If you change in a men’s locker room after working out on a regular basis, there are certain immutable laws of human nature that you observe, the first of which is that old guys don’t care about nudity. This is a fact and it’s just the way it is. No big deal, really. Like Adam Sandler said to his girlfriend who left him for an old man in Big Daddy, and I’m paraphrasing here, but, “Enjoy the loose skin and old balls.”
The second thing you might observe is that most old guys refuse to wear flip-flops or shower sandals or any kind of foot-covering gear whatsoever. This decision is questionable for health issues, but again, I get it. Most of the guys in this age group are 80+. If you stormed the beaches at Normandy and liberated the free world, then you probably don’t give a crap about a small case of athlete’s foot or plantar’s wart now and again.
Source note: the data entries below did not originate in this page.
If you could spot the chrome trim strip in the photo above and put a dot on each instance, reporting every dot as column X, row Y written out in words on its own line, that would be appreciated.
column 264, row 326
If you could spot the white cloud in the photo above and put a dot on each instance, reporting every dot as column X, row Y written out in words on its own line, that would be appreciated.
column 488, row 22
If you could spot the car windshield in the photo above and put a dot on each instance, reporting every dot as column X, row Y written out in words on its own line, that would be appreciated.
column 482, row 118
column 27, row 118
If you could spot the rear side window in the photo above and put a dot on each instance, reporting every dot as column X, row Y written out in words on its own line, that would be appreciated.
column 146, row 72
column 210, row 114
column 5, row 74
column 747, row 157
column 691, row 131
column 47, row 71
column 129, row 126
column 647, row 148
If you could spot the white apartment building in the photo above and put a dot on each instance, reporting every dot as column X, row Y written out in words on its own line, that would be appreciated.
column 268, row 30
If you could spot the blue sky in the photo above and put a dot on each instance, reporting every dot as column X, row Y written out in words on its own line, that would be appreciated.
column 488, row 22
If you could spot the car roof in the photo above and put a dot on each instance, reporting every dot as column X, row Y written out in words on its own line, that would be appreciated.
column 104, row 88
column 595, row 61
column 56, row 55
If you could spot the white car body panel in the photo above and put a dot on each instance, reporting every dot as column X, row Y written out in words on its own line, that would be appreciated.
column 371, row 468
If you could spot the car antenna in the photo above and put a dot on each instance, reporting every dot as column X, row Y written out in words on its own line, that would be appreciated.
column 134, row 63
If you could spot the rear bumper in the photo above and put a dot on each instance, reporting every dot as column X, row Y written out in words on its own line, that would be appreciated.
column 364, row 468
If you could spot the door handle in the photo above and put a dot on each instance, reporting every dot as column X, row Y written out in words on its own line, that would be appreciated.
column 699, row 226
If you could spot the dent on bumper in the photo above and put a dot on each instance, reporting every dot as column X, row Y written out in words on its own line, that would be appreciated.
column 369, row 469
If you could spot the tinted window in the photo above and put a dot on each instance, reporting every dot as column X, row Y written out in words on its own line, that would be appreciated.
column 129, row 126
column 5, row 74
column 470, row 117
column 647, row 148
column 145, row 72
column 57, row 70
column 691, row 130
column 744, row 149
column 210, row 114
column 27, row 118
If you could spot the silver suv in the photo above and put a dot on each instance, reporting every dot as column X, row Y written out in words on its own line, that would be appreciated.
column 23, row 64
This last observation though… The one where these guys sit bare-assed on a bench with a towel on their shoulder is baffling. Pre-shower, post-shower, it doesn’t matter. Forget that a towel is readily available, or that their buddy just sat on the same bench bare-assed after lounging in the sauna for twenty minutes, and forget that a young kid tied his basketball shoes in that spot five minutes ago, or that someone made a protein shake and sprinkled whey on the bench, or that the Gold Bond that didn’t stay on someone else’s under carriage fell softly to the bench, or that used towels and the bottom of gym bags that are put on the ground next to urinals sit on that bench… None of these things matter. It’s ass to bench come hell or high water.
I’m not sure if I’ll be one those guys before I decide to ask one of those guys how they do it, but I’ll keep you posted.